“看来朕当真是个昏君,只不过问你两个问题,就把你吓成这个样子,”皇上说话的语气有几分无奈,却不像是在问罪的态度,“卫清酒,朕不过就是想问你,你这香囊,是不是在婵贵妃所在的冷宫别苑外掉的?”
既然香囊已经过了皇帝的手,那捡到的人必然也已经告诉了他。
卫清酒没有想要隐瞒的意思。
“回皇上,是的,是在冷宫别苑外遗失的。”
皇帝若有所思地点了点头:
“如此说来,你此次进宫,大抵也是为了婵贵妃的事而来的,对吧?”
卫清酒顿了顿,乖乖承认:
“是的。”
“既然如此,你就跟朕说说,你和婵贵妃是什么关系,为何要为此事进宫来?倘若有半句假话,今日你便走不出这御书房。”
“是,臣遵旨。”卫清酒深吸一口气,抬起头来第一次直视皇上的双眼,“我和婵贵妃没有任何关系,如果非要说的话,就是我现在暂住在陆府。”
“——我认为,婵贵妃一事,有莫大的冤情。”
“哦?你的意思是,朕冤枉了婵贵妃?”
卫清酒索性破罐破摔,将自己心中的话一股脑儿倾泻而出。
“不错,我认为婵贵妃就是一个貌美的平常女子,而猫妖之说只是有心人对她的构陷,鬼神之说更是无稽之谈!”
“皇上,试问一个妖孽,为何要在这宫中蛰伏这么多年,直到怀上了皇儿,才忽然现出真身?若真有妖,那些指控她的人们,为何现在都好好地活在这宫里,而猫妖自己却躺在寒冷潮湿的冷宫?”
“从始至终,婵贵妃没有做出任何奇怪的事情,却被这些谣言恶意中伤。
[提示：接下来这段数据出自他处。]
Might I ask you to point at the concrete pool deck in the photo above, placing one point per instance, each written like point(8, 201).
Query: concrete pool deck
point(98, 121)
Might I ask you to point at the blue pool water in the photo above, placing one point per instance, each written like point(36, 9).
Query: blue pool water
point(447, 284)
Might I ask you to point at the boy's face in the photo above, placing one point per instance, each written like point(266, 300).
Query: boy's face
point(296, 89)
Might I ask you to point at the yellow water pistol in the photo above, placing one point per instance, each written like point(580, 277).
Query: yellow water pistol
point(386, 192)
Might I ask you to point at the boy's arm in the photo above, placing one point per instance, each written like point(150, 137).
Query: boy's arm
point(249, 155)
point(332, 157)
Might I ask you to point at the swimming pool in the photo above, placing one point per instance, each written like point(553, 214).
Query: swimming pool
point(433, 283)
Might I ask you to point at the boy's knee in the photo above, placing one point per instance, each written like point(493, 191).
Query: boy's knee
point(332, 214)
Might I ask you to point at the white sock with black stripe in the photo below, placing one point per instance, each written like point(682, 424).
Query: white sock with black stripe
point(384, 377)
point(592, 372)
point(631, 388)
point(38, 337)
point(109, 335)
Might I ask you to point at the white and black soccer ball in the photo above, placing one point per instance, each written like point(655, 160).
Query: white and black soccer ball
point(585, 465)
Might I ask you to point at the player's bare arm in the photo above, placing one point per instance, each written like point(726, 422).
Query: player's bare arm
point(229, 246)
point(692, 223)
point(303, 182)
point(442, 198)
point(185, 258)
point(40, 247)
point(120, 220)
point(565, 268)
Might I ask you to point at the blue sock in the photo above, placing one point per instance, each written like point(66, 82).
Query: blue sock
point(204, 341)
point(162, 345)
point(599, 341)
皇上!连我一个局外人都看得分明,皇上您为何就看不清真相呢!?”
“卫女官!”夏公公见卫清酒越说越激愤,连忙提醒,“慎言!”
卫清酒这才意识到自己言辞过于激烈,只得闭上嘴。
本以为皇上会因为她说的这些话震怒,却迟迟没有等到受罚的旨意。
卫清酒仔细推想着,从自己进门到现在,皇帝跟他说话的语气都比较平静温和,哪怕是在婵贵妃门前捡到了腰牌,也没有任何责怪之话,而是主动询问她的看法。
难道,皇上也觉得婵贵妃是无辜的?
卫清酒恍然大悟地抬起头,只见皇帝双手负在背后,正一脸欣赏地看着她。